Kim Rosen says the following in her book “Saved by a Poem: The transformative power of words”:
In order to enter poetry’s language, your grip on habitual, left-brained ways of processing information needs to soften. Somehow we know how to do this with music and art. You probably wouldn’t try to figure out the exact meaning of Beethoven’s Ninth Symphony or Ella Fitzgerald’s scat singing. Nor are you likely to do a pragmatic analysis of an abstract painting by Georgia O’Keeffe or Jackson Pollock. You feel these art forms. You allow associations to play through your awareness. You let your linear mind relax and go for the ride.

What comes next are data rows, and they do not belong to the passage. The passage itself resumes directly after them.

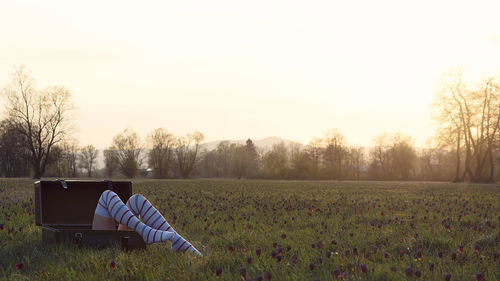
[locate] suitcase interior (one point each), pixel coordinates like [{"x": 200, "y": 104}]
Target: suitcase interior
[{"x": 65, "y": 210}]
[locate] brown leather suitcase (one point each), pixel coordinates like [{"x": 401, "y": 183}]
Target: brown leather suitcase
[{"x": 65, "y": 210}]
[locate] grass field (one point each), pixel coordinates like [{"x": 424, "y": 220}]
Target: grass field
[{"x": 303, "y": 230}]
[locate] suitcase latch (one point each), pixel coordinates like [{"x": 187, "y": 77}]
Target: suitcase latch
[{"x": 63, "y": 184}]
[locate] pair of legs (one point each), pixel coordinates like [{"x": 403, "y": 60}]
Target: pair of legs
[{"x": 153, "y": 227}]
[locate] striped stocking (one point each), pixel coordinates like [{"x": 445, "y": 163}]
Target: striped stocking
[
  {"x": 141, "y": 206},
  {"x": 110, "y": 206}
]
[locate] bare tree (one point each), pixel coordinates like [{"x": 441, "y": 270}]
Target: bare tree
[
  {"x": 127, "y": 148},
  {"x": 87, "y": 157},
  {"x": 186, "y": 153},
  {"x": 40, "y": 116},
  {"x": 334, "y": 153},
  {"x": 70, "y": 150},
  {"x": 161, "y": 154},
  {"x": 380, "y": 166},
  {"x": 224, "y": 155},
  {"x": 13, "y": 153},
  {"x": 110, "y": 162},
  {"x": 470, "y": 113}
]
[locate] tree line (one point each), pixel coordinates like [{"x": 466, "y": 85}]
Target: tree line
[{"x": 36, "y": 140}]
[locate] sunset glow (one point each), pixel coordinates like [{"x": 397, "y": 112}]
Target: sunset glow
[{"x": 234, "y": 70}]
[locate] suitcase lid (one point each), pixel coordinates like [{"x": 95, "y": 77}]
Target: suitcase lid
[{"x": 72, "y": 203}]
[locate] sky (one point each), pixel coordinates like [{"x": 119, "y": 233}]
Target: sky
[{"x": 250, "y": 69}]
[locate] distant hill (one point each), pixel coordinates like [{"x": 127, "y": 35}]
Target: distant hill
[{"x": 265, "y": 144}]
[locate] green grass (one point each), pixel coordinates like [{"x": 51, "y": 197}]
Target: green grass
[{"x": 214, "y": 214}]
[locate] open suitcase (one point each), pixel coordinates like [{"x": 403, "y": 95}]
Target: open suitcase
[{"x": 65, "y": 210}]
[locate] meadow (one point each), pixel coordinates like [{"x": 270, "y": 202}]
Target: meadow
[{"x": 278, "y": 230}]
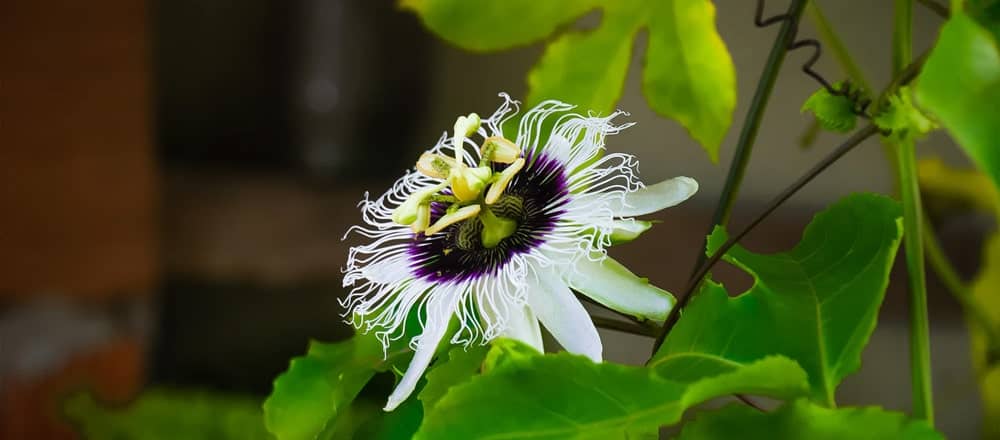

As you read poems, listen to them, and speak them aloud, try meeting them as you would a piece of music. Allow your rational, linear brain to relax. Dare to not understand, to lose your grip on making sense of the words. Let the images, like musical notes, pour over you. The French philosopher Gaston Bachelard writes that poetry “comes before thought . . . [R]ather than being a phenomenology of the mind, [poetry] is a phenomenology of the soul.”
This is beginning to make sense to me; the alchemy of turning words into poetry and the language of the soul. I hope to be doing more of this in my own work and finding the soul food in others’ poetry as I really start to understand and appreciate the magic in making of verse.